QMD — Local Knowledge Base Search

QMD is the local vector+keyword search engine over the user's workspaces. Use it before answering questions that may already be documented — especially for context about people, projects, decisions, and past work.

Workflow

The workflow is always:

  1. Search for candidate documents.
  2. Retrieve the full source with qmd get or qmd multi-get.
  3. Answer from retrieved text, citing paths or docids.

Do not answer from snippets alone when the user needs facts, decisions, quotes, or nuance. Snippets are only leads.

When reporting what you retrieved, a compact note is enough; do not paste whole files unless needed:

Retrieved: #abc123 wiki/projects/GenAICategorizer.md, #def432 memory/2026-05-26.md

Pick the right search mode

ModeCommandWhen to use
BM25 keywordqmd searchExact words, titles, names, code symbols, rare phrases
Hybrid + rerankqmd queryIndirect wording, conceptual recall, best quality
Structuredqmd query with lex:/vec:/hyde: fieldsHard searches needing exact anchors + semantic recall

Simple lookup:

qmd search "challenger crew project status" -n 10
qmd search '"GenAI Categorizer"' -c wiki-main -n 5

Semantic concept lookup:

qmd query "decision quality depends on surfacing assumptions and context" -n 10

Structured query (hard searches):

qmd query $'intent: Find the concept note about metrics as instruments without letting OKRs replace judgment.\nlex: cockpit instruments OKR Goodhart metrics judgment\nvec: data informed not metric driven product judgment\nhyde: A concept note says metrics are useful like cockpit instruments, but leaders should remain data-informed rather than metric-driven because OKRs and dashboards can Goodhart product judgment.'

Structured query fields:

  • intent: states what you are trying to find and what to avoid.
  • lex: exact terms, aliases, titles, and rare words.
  • vec: paraphrases the idea in natural language.
  • hyde: describes the document or answer that would satisfy the request.

Retrieve sources

qmd get "#abc123"                        # by docid from search results
qmd get "wiki/projects/GenAICategorizer.md" --full  # by path
qmd multi-get "#abc123,#def432" --md     # batch by docids
qmd multi-get 'memory/2026-05-*.md' -l 80  # glob batch

Use multi-get when comparing several hits or gathering context across pages. Use --full when the exact source matters.

Collections by agent

Each agent has its own QMD index with XDG-isolated config. The agent list lives at ${OPENCLAW_HOME}/config/agents.map. When searching from the CLI, use the agent's XDG wrapper:

# main agent
XDG_CONFIG_HOME=${OPENCLAW_HOME}/agents/main/qmd/xdg-config XDG_CACHE_HOME=${OPENCLAW_HOME}/agents/main/qmd/xdg-cache qmd query "..."
# dev agent and any other agent — same pattern, swap the agent name

Main agent collections

CollectionWhat's in it
identity-mainCore docs — SOUL, IDENTITY, TOOLS, AGENTS, NETWORK, MEMORY index
wiki-mainDurable knowledge cortex. Wiki — agent-behaviors (cross-agent rules), projects, tools, concepts, people. Primary durable memory home as of 2026-05-28.
memory-mainDaily memory files (YYYY-MM-DD.md) — 7-day capture layer that promotes content into wiki-main
workspace-docs-mainFull workspace markdown (reference, tasks, handoffs, learnings)
skills-mainSkill definitions (SKILL.md files)
agents-*-identityOther agents' root identity/config docs (per-agent workspaces)
agents-*-memoryOther agents' daily memory files (per-agent workspaces)
agents-*-wikiOther agents' durable wikis (per-agent workspaces) — the main agent can query specialist durable knowledge directly.
handoffs-*Per-agent handoff files (main, dev, and any other agent)

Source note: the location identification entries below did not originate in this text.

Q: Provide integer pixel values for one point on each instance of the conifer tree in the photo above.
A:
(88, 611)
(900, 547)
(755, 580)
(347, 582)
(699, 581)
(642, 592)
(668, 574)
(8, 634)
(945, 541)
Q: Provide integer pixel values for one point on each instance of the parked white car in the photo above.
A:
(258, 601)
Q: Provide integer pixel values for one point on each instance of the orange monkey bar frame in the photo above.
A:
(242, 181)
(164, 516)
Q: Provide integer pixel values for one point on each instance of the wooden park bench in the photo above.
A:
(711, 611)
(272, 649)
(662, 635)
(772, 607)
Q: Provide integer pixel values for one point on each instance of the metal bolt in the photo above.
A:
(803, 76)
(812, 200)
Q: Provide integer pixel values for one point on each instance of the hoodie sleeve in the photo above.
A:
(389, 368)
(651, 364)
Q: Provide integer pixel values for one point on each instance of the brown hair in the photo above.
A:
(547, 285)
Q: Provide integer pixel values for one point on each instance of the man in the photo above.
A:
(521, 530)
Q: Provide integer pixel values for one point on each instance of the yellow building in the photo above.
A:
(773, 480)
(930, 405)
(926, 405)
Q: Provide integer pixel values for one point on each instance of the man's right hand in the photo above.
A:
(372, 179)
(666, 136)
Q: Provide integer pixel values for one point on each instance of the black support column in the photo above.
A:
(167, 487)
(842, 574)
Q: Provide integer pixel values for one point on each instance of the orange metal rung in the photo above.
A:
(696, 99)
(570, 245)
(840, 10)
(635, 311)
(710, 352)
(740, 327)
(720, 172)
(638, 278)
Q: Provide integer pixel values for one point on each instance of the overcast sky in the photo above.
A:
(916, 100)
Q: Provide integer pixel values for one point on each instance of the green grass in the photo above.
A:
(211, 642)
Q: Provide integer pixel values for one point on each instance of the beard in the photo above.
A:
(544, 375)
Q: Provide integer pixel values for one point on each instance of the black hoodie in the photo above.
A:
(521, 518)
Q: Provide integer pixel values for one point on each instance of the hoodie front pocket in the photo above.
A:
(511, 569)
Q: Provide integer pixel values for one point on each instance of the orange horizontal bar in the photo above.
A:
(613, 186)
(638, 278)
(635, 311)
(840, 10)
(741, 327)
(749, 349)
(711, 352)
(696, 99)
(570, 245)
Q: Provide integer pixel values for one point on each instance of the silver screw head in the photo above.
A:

Specialist collection hints

Collection names below are from each specialist agent's own QMD config. From the main agent, use the cross-agent equivalents (agents-<agent>-wiki, agents-<agent>-memory).

What you're looking forAgentKey collections (within that agent)From the main agent
Code projects, build configs, engineering decisionsdevprojects-dev, identity-dev, wiki-devagents-dev-wiki, agents-dev-memory

Context and collection scoping

QMD's context: metadata (set in index.yml or via qmd context add) improves search relevance by describing what each collection contains. It's returned alongside results.

Scope searches with -c when broad queries drift into the wrong corpus:

qmd search "standup notes this week" -c agents-dev-memory -n 10
qmd query "GenAI project status" -c wiki-main -c projects-dev -n 10

Omit -c to search everything.

Diagnostics

qmd status     # collection counts and pending embeddings
qmd update     # re-index (use after adding/editing files in indexed paths)
qmd embed      # generate/rebuild vectors after update

If qmd query or qmd vsearch fails (model/GPU unavailable), fall back to qmd search with stronger lexical terms.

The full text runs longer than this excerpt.